Here at The Globe and Mail, we’re marking the occasion with the launch of our ambitious project Election 2012: Canadians in America.
Back in April, we asked Canadians living in the U.S. to play a key part in The Globe and Mail’s election coverage. In less than two weeks, more than 400 Globe readers answered our call.
Multimedia reporter Affan Chowdhry and I were overwhelmed by the response. We heard from a military wife in Maryland (by way of Winnipeg), an optometrist in South Dakota (from Montreal) and bankers in New York (from Toronto). They were game to take part, signing on to help translate the election campaign in their part of the country for Canadians back home.
To kick off the project, meet 12 of the expats who will be your eyes and ears as the election unfolds south of the border. Their stories and viewpoints will complement reporting from The Globe’s team of Washington and New York-based journalists in the months to come.
In recent weeks, The Globe and Mail has brought together our diverse mix of Canadians-turned-Americans online, where they’ve been vigorously debating the topics that are already impacting the election trail.

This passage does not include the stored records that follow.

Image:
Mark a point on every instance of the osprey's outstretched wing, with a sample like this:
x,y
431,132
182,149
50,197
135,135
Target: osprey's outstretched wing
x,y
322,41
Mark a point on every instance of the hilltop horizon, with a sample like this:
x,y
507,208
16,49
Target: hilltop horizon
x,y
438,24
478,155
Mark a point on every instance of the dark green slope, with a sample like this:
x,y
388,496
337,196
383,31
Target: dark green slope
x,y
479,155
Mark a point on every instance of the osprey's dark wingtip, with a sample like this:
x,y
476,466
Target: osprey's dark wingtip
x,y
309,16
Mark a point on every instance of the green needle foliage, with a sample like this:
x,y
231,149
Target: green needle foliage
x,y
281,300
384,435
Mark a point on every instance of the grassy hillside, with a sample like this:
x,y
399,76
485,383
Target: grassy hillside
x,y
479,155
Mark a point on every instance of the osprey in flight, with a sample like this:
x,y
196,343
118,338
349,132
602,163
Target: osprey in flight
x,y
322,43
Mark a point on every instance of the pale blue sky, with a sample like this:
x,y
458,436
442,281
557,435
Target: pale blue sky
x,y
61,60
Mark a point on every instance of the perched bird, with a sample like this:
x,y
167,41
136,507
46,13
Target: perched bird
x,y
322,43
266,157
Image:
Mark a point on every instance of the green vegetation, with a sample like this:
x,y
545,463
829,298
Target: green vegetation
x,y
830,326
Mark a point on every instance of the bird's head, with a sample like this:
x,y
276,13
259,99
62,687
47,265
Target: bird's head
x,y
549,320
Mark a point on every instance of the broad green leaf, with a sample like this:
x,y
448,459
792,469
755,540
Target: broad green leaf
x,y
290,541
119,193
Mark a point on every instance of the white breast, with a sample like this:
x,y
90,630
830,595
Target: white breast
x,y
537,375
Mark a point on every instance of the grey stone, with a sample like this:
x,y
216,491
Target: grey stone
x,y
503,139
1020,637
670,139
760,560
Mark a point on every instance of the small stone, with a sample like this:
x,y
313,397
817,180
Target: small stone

Starting today, we’ll show you some of the best stories from the forum in our weekly “Expats debate” series. (Our first debate: Barack Obama’s health insurance mandate.)
Later this week, we’ll begin our “Expats answer” series. Have a burning question about the United States? We’ll get you an answer. (For instance: What happens if you break your leg and you don’t have health insurance? What are Americans saying about the Keystone pipeline?)
We’ll also have a monthly discussion where you can debate an issue of the day with some of our expat contributors. Watch for a date and time on our first chat.